Aziza addresses her thoughts to her sister Nahara, which shows how profoundly Nahara’s separation affects her. While Nahara refuses to return to Aziza, in her thoughts Aziza can claim her sister as hers. Aziza hopes that by reminding her sister of their shared past and identity, she can use The Significance of Storytelling to change her sister’s mind.
“The Essenes were immobilized, as a mouse stands motionless before a black viper.”
Another instance of Hoffman’s use of simile, this expression by Aziza describes how the Essenes are frozen in the face of Shirah’s rage. Shirah is furious that the Essenes have claimed Nahara and is ready to perform the darkest of spells to bring her back. Their passivity here also reflects the Essenes’ more general belief in non-resistance and pacifism.
“‘You don’t fight for peace sister,’ Nahara told me, ‘You embrace it.’”
The conversation between Aziza and Nahara illustrates The Interplay Between Faith, Destiny, and Free Will. Nahara’s words reflect her passive acceptance of fate. Aziza, by contrast, is more committed to trying to shape her own destiny.
“Did you not think this was what the world was like?”
Yoav’s words to Aziza after she discovers the truth about war encapsulate Aziza’s disillusioning experience of war. He conveys to Aziza that the battle she glorified in her mind has a dark side. Aziza realizes that war is not quite the heroic enterprise she had assumed it would be, marking an important turning point for her character.
“My name is Rebekah, I told him as we stood there together.
As he was Yoav, the Man from the Valley, the love of my life.”
“There were ten varieties of wise men known but only two kinds of women who might hear the voice of the Almighty: prophetesses and witches.”
Shirah observes the world’s hypocrisy around men and women of knowledge. While men who seek wisdom and spirituality have many respectable names, women who are curious about these matters are to be either revered or feared as oracles or witches. Thus, society itself forces women’s knowledge into a corner and casts it as magic and prophecy.
“When children are ailing and babies refused to be born […] when the amulets […] of the minim offer no solace […] they come to us.”
Shirah claims that women need magic because mainstream traditions dismiss their concerns as trivial and womanly. However, matters such as sick children are anything but trivial. This is why, Shirah notes, keshaphim are always sought after.
“I must keep my head and not give in to desire, for desire is what causes women to drown.”
“Let our story bear witness that we perished out of choice, a choice we made at the beginning, to choose death rather than slavery.”
Ben Ya’ir’s words at the plaza show his courage and leadership, and also invoke The Interplay Between Faith, Destiny, and Free Will. Ben Ya’ir chooses death for his people over their potential enslavement and torture, presenting it as the more honorable course. Shirah, in her final moments, will question this commitment to death in place of a commitment to life.

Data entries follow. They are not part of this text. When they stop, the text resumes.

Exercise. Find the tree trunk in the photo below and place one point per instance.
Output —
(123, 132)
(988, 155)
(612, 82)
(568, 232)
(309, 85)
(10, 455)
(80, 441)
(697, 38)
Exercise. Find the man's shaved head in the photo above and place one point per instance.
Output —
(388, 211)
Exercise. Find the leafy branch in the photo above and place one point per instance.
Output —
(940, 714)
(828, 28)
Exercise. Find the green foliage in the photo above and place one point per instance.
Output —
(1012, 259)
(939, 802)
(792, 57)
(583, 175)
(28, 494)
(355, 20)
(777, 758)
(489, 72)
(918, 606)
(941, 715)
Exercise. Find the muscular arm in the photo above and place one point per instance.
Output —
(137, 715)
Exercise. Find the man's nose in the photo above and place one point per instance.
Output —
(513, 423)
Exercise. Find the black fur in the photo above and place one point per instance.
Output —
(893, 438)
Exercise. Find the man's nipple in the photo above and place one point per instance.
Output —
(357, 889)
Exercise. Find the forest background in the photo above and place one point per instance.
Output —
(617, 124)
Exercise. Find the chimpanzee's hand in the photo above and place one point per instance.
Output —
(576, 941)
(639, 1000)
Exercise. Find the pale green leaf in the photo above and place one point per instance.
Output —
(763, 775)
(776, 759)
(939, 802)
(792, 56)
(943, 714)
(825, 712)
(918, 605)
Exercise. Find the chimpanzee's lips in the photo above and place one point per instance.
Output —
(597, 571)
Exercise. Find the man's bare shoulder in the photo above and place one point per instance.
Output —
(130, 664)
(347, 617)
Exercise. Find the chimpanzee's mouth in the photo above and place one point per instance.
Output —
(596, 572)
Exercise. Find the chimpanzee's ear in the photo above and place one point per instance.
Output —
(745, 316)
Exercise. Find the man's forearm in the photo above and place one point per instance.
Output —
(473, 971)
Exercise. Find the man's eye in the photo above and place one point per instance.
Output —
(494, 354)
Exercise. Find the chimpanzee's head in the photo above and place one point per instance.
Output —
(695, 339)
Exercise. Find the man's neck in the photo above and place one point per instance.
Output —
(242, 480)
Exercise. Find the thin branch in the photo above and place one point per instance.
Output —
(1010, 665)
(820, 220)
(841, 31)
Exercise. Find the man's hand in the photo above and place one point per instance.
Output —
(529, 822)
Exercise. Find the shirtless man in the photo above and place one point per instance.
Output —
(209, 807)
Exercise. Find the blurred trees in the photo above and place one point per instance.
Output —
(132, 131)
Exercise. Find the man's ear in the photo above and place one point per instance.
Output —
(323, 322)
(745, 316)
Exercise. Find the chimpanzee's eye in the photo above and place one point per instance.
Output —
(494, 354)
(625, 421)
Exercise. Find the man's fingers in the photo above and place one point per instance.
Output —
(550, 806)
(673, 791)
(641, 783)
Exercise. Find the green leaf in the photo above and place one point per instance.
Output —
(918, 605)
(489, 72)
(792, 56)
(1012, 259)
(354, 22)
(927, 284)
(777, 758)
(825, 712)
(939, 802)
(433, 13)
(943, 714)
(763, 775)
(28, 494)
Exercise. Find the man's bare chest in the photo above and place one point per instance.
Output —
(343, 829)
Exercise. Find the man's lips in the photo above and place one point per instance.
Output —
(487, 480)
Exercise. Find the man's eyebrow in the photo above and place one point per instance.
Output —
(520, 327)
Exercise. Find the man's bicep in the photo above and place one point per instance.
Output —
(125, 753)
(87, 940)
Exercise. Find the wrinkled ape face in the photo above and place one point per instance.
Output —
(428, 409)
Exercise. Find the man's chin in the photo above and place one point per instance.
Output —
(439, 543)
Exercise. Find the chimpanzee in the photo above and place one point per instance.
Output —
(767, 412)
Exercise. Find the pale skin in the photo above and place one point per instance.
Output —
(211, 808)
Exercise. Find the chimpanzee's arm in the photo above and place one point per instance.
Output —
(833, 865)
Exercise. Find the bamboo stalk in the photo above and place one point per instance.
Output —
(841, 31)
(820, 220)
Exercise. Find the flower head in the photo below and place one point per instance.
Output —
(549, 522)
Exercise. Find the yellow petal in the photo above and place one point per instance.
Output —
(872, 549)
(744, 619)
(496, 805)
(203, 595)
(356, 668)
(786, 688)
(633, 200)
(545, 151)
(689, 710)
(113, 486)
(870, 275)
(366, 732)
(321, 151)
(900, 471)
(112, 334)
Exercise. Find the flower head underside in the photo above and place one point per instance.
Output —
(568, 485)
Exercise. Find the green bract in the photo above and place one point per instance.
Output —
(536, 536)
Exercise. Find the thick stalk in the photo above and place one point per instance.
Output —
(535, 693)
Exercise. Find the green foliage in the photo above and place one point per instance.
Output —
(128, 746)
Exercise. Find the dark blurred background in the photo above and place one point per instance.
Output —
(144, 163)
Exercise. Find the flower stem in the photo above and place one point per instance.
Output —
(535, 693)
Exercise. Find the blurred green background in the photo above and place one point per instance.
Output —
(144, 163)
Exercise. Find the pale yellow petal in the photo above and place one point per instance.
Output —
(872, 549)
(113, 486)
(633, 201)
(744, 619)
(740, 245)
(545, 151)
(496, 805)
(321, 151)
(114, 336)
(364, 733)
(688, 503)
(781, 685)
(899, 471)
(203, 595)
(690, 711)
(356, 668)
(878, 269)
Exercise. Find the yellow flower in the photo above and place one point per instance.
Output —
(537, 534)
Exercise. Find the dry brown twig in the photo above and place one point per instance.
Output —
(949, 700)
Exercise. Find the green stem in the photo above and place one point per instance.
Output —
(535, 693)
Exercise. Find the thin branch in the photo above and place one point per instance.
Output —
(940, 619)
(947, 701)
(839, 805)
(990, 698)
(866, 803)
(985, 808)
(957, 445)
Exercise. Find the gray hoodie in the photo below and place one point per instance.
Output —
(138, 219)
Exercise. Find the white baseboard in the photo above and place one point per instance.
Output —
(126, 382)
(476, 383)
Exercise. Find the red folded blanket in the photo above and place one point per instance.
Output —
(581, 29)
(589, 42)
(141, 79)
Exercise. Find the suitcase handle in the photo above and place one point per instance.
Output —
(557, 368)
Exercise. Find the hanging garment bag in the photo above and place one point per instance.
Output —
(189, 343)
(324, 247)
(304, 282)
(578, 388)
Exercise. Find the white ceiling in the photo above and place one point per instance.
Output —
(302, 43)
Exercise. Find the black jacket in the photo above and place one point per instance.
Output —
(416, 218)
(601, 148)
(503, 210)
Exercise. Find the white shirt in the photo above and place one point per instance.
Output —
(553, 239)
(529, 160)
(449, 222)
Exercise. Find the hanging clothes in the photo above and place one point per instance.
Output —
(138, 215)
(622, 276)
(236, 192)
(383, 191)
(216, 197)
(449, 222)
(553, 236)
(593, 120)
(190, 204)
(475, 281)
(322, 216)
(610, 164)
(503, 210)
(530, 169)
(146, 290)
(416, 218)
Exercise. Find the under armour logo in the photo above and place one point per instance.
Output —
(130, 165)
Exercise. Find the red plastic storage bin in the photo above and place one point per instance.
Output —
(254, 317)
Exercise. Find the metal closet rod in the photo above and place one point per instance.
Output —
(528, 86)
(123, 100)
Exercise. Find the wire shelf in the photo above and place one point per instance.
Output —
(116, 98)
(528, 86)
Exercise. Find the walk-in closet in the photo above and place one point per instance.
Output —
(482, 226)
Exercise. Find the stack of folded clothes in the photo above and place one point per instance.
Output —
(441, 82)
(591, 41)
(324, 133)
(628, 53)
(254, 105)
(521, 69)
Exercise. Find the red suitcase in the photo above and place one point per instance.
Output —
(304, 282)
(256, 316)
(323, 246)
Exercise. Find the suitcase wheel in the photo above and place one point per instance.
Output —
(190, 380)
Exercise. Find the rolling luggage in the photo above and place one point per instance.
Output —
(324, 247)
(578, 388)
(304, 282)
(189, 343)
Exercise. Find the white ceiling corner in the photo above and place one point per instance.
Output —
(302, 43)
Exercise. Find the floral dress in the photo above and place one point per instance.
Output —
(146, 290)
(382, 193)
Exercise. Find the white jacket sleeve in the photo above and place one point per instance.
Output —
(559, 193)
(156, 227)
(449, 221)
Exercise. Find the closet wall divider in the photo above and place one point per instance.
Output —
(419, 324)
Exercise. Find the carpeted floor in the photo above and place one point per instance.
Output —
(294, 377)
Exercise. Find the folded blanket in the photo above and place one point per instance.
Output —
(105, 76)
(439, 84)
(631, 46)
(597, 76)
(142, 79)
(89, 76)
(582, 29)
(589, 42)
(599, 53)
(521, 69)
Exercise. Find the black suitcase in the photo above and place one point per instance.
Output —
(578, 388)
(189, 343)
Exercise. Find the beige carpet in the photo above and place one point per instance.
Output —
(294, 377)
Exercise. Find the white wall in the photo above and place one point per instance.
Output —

“As for me, I was not about to lose another lion. I could not yield to our leader’s commands. If this was treachery, I was traitor indeed.
But I had broken laws before, and God, who had witnessed my sins, had forgiven me.”
Just like Ben Ya’ir, Yael too makes an impossible decision regarding The Interplay Between Faith, Destiny, and Free Will. She knows she may be considered a traitor for not following her leader, but she admits that the only authority to whom she submits is God, and her God is a forgiving God. In choosing to exercise her own free will in place of passive acceptance, Yael also demonstrates The Solidarity and Resilience of Women.
“I would give him the story he wanted, but like the scorpion who is hidden in a corner, my story would sting.”
Yael’s ultimate act of resistance against the Roman oppressors is her story. When she bargains for the lives of her group with the promise of describing the Siege of Masada, she does not reveal to Silva that she knows the story and her people’s heroism will capture the world’s imagination. Yael’s resistance is linked with the novel’s theme of The Significance of Storytelling.